Screenwriter J Michael Straczynski is making the move into directing. The creator of the classic science-fiction television series Babylon 5 will be helming the World War Two drama The Flickering Light from his own screenplay.
The film will center on the unusual production of the film Tieflans (The Lowlands) by director Leni Riefenstahl, noted for the films she produced for Adolph Hitler and Nazi Germany. Riefenstahl used inmates from the nearby Marzahn Concentration Camp as unpaid actors and extras in the film.
Straczynski detailed the story to Variety –
‘The Flickering Light’ is based on one of the most surreal and little known chapters of film history and the Second World War itself,” Straczynski said. “During the day, the prisoners were escorted to the studio by armed guard and corralled onto movie sets. They were cleaned up by the largely sympathetic Aryan crew, feasted on food unimaginable to prisoners, then dressed in period Spanish wardrobe as Riefenstahl required ‘authenticity’ on camera. Then after filming each day, returned, once more in rags, to the horror of the camp.”
An adaptation of what was reportedly Hitler’s favorite opera, Riefenstahl worked on the film in stages in 1940, 1942 and 1944, however she did not get around to editing the film right away.

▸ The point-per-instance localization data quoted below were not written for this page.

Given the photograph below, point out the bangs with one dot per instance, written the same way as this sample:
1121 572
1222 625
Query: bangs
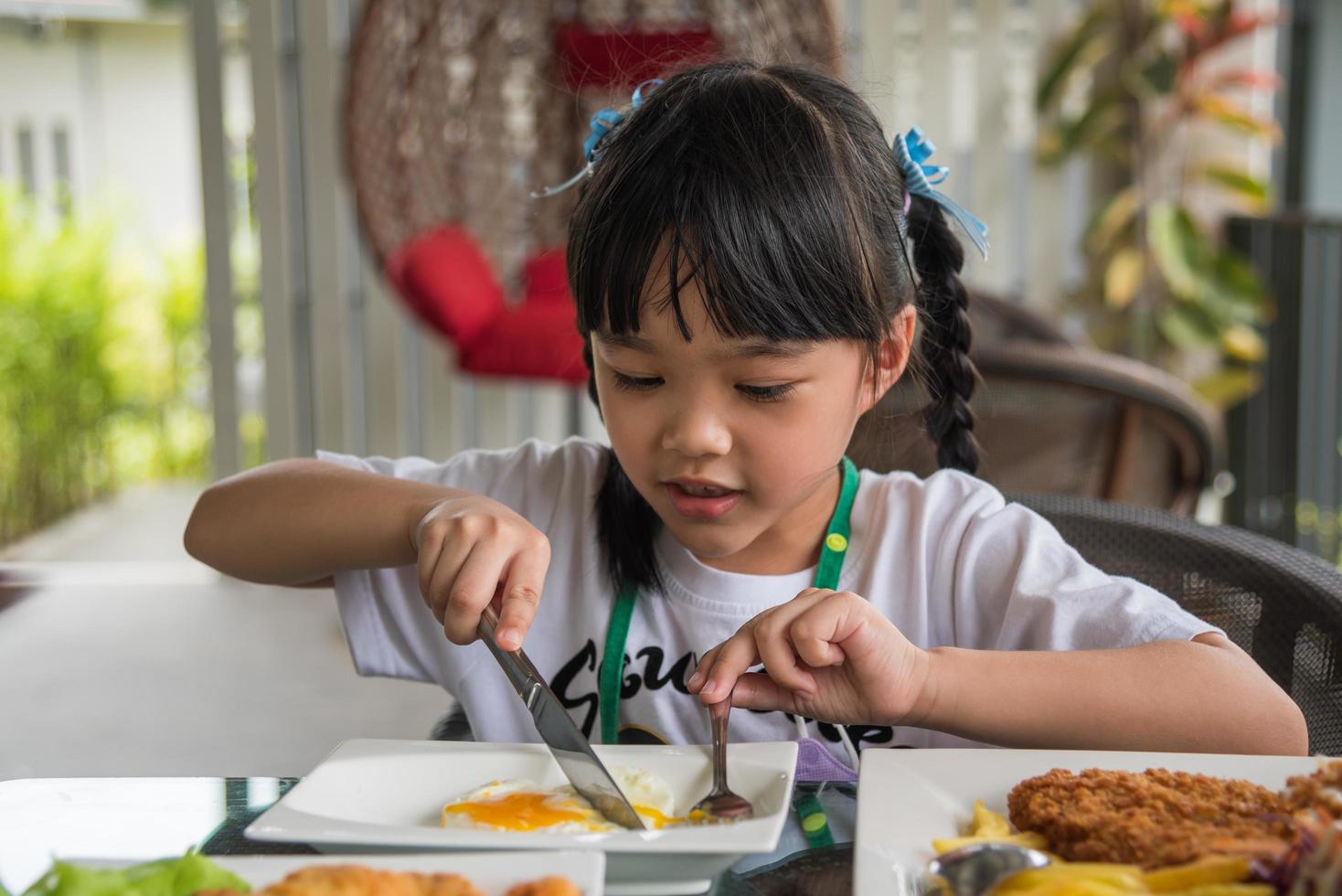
730 180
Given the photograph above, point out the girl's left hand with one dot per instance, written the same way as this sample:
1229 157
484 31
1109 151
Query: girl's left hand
828 656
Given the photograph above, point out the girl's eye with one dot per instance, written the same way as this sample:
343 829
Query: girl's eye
765 393
634 384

At the end of the war, the raw footage was seized by France and it took Riefenstahl several years before the material was returned. Although some footage had been damaged, Riefenstahl was able to complete and edit of the movie and get it released by 1954, where it proved to be a commercial and critical failure. It was the filmmaker’s last project.
The Berlin facility that Riefenstahl shot Tiefland was the renowned German Ufa Film Studios, used by such pre-Nazi German directors such as Fritz Lang and F.W. Murnau. Now known as Studio Babelsberg, Straczynski plans to shoot on the same stages that Riefenstahl used when production commences in November.
This is not Straczynski’s first project based on a little known historic anecdote. His screenplay for Clint Eastwood’s The Changeling was based on an actual kidnapping case in Los Angeles in the 1930s. He has also received credits for his work on Ninja Assassin, Thor and Underworld: Awakening. He also wrote the first screenplay for the upcoming zombie epic World War Z, though it looks as if his work has been scrapped. He also developed a prequel to the classic science-fiction film Forbidden Planet for Joel Silver, though since there has been no news on the project in a while, I would venture to say that it is dead.
Straczynski’s only previous directing credits were for the Babylon 5 series finale episode “Sleeping In Light,” and a direct-to-video Babylon 5 project called The Lost Tales.
I gotta tell you I have a good feeling about this.